Mohd Jamshed from the Railway Board told the media in New Delhi that the disaster involving the Kalinga Utkal Express at Khatauli in Muzaffarnagar district claimed 20 lives and left 92 injured. Twenty-two of them were in critical condition.
But officials in Uttar Pradesh put the death toll at between 21 and 24 and announced an end to rescue work. At least 156 people were injured, they said. The injured were being treated at medical facilities in Muzaffarnagar and Meerut.
In New Delhi, Railway Minister Suresh Prabhu said he had told the Chairman of the Railway Board to fix responsibility for the disaster by Sunday evening on the strength of prima facie evidence.
“Will not allow laxity in operations by the Board,” Prabhu tweeted.
Jamshed said the railways were probing the accident from all angles and a case had been registered by the railway police under relevant sections for “causing damage or destruction of railway properties, for mischief, for death by negligence, for causing grievous hurt, injuring lives by overlooking safety”.
He admitted that some maintenance work was under way at the accident site and safety authorities would look into possible sabatoge and “if all precautions were taken” while the repair work was being conducted.
“Some track maintenance equipment (apparently left behind by repair workers) were found at the accident site. All these things will be investigated. Forensic help will be taken.”
A railway official requesting anonymity said it appeared that negligence was the prima facie reason that led to the tragedy. “Action against some senior officials is likely.”
The Kalinga Utkal Express was on its way from Puri in Odisha to Haridwar in Uttarakhand on Saturday when some of its coaches derailed at Khatauli. The accident was so severe that some of the derailed coaches mounted on others.
As the authorities probed the reason for the crash, an unverified telephonic conversation apparently between two railway employees widely circulated on social media on Sunday hinted that “negligence” may have caused the accident.
The nearly 15-minute audio clip could not be verified independently. Jamshed said they were looking into it.

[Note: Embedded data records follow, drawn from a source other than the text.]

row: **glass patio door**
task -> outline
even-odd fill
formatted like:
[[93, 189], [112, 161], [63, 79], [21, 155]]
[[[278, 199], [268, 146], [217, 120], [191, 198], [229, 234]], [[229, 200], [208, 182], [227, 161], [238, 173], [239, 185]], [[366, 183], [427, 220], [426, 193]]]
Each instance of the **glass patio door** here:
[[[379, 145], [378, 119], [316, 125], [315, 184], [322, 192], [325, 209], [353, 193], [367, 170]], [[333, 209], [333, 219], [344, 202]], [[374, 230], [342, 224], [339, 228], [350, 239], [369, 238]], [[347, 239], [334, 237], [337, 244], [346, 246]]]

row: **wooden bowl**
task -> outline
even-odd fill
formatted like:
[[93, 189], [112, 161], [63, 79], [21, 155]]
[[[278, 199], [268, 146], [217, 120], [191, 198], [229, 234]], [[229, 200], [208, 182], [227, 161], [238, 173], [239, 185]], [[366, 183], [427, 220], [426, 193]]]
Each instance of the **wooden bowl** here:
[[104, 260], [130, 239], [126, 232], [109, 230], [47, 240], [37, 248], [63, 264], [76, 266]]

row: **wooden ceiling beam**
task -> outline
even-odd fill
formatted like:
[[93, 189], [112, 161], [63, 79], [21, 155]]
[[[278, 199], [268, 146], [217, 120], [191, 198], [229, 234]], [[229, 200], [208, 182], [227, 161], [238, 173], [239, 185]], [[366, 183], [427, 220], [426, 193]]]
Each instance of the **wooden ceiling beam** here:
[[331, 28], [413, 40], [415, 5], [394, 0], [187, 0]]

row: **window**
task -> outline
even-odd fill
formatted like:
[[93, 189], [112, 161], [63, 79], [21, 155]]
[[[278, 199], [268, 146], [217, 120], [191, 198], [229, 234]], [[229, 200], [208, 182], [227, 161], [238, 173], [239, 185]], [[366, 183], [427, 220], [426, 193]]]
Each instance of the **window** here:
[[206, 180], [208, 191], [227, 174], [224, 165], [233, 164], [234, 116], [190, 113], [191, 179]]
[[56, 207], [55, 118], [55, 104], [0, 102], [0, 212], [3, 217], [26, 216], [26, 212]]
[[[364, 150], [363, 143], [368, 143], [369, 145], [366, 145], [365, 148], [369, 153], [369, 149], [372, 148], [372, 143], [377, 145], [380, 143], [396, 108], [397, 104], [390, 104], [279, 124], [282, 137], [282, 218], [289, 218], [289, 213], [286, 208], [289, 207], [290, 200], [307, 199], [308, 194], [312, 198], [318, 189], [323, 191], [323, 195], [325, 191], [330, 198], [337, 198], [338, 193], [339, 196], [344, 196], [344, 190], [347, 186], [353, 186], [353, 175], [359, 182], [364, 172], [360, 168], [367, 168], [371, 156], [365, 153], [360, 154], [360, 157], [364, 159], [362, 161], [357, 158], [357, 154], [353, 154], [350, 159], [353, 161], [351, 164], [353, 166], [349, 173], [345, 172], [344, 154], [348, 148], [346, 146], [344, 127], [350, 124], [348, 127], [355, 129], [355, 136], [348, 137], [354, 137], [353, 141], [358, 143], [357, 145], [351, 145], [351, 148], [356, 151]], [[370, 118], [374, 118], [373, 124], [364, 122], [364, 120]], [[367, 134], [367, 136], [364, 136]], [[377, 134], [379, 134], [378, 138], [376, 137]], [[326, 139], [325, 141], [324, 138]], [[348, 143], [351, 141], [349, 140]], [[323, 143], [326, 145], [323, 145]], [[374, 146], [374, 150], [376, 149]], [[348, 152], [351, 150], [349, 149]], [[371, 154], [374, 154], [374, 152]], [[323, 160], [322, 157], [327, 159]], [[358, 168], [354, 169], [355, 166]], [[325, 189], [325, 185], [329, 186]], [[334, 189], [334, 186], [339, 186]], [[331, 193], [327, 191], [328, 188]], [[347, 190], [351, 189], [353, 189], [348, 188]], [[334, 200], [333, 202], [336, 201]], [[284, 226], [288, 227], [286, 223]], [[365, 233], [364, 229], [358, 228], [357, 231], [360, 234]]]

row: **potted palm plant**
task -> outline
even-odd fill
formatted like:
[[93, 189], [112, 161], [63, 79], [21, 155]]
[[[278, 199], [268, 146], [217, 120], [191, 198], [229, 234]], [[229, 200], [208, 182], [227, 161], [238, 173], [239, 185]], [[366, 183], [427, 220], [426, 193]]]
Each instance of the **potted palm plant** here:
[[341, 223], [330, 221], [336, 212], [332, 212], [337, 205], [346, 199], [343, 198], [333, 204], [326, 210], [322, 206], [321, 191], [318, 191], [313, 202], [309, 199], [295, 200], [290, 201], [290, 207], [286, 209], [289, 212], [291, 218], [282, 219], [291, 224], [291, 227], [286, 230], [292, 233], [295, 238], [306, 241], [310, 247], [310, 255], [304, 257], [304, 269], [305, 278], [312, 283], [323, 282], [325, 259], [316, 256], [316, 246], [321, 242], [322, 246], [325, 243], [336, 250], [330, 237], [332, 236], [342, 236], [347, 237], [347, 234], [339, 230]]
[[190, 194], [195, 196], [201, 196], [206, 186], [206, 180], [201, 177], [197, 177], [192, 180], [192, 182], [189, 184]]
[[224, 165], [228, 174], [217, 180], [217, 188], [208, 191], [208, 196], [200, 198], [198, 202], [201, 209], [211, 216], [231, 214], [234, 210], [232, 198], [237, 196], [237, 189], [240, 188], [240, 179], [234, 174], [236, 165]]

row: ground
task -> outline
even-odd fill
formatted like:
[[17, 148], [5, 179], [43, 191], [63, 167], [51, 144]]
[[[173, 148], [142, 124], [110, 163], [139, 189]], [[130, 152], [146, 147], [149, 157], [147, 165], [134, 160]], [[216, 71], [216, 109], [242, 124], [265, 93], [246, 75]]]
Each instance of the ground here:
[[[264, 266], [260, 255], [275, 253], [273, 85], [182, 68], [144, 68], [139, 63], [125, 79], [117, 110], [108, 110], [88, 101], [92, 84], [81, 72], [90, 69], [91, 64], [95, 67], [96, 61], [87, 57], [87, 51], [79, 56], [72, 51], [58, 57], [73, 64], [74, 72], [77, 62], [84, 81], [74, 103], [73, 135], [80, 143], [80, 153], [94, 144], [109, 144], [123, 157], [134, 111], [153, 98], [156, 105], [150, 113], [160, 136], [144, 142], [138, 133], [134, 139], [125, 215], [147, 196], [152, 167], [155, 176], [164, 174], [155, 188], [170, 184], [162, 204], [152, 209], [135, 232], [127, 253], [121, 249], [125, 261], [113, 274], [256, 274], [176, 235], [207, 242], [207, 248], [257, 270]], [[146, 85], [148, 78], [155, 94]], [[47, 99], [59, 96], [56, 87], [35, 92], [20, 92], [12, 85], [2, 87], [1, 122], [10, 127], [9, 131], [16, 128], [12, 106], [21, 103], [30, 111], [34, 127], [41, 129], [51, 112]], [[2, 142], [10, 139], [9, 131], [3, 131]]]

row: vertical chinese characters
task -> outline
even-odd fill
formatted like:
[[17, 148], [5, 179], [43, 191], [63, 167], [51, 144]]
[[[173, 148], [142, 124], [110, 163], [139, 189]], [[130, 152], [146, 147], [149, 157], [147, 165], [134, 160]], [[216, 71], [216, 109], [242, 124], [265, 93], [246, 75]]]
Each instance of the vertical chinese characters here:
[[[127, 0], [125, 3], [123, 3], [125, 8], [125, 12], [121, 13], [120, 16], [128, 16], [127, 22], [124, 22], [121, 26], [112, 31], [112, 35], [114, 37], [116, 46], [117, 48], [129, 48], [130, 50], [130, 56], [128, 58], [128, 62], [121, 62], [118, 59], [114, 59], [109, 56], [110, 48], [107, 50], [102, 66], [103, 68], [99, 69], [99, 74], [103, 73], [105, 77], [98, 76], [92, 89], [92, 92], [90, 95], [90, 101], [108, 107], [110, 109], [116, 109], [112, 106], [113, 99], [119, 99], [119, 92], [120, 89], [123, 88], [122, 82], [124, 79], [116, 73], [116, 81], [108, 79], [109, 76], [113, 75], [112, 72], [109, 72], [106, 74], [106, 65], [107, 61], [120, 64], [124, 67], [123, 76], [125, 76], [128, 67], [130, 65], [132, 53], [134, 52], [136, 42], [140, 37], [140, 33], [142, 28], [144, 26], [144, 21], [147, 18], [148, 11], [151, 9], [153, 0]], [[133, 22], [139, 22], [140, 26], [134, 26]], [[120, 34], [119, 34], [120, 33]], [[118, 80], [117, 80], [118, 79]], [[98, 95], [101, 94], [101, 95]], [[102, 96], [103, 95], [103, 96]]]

One of the men in the audio clip apparently posted at a crossing near the accident site says “poor patrolling” on the track where maintenance work was under way was one of the causes.
“Welding work was under way at a section of the railway track… but the workers did not fix the block of the track and left it loose. Gates near the crossing were closed. A piece (of the track) was not fixed and when the Utkal Express arrived, 14 of its coaches got derailed,” one of the railway employees is heard saying.
“Neither the line, on which the work was under way, was fixed nor they had put any flag or a signboard (as a stop signal). The accident occurred due to negligence. It seems all (concerned employees) will be suspended,” he says.
The other replies that heads will roll and all including “Junior Engineer and other officials” were likely to face action.
They also tell each other that the workers had left some equipment between the tracks after finishing their work. “At least they could have removed the machine and put a red flag there, perhaps the tragedy could have been averted.”
Railways spokesperson Anil Saxena told that a terror angle was not being been ruled out.
The railway staff was working to clear the derailed coaches and repair the damaged tracks as all trains on the route have been diverted. The operation to resume services on the track was expected to be completed by Sunday night.
A Home Department official said 90 ambulances and four teams of the National Disaster Response Force were engaged in rescue work through the night but many relatives of the dead and injured complained of lack of ambulances to ferry the injured to hospitals.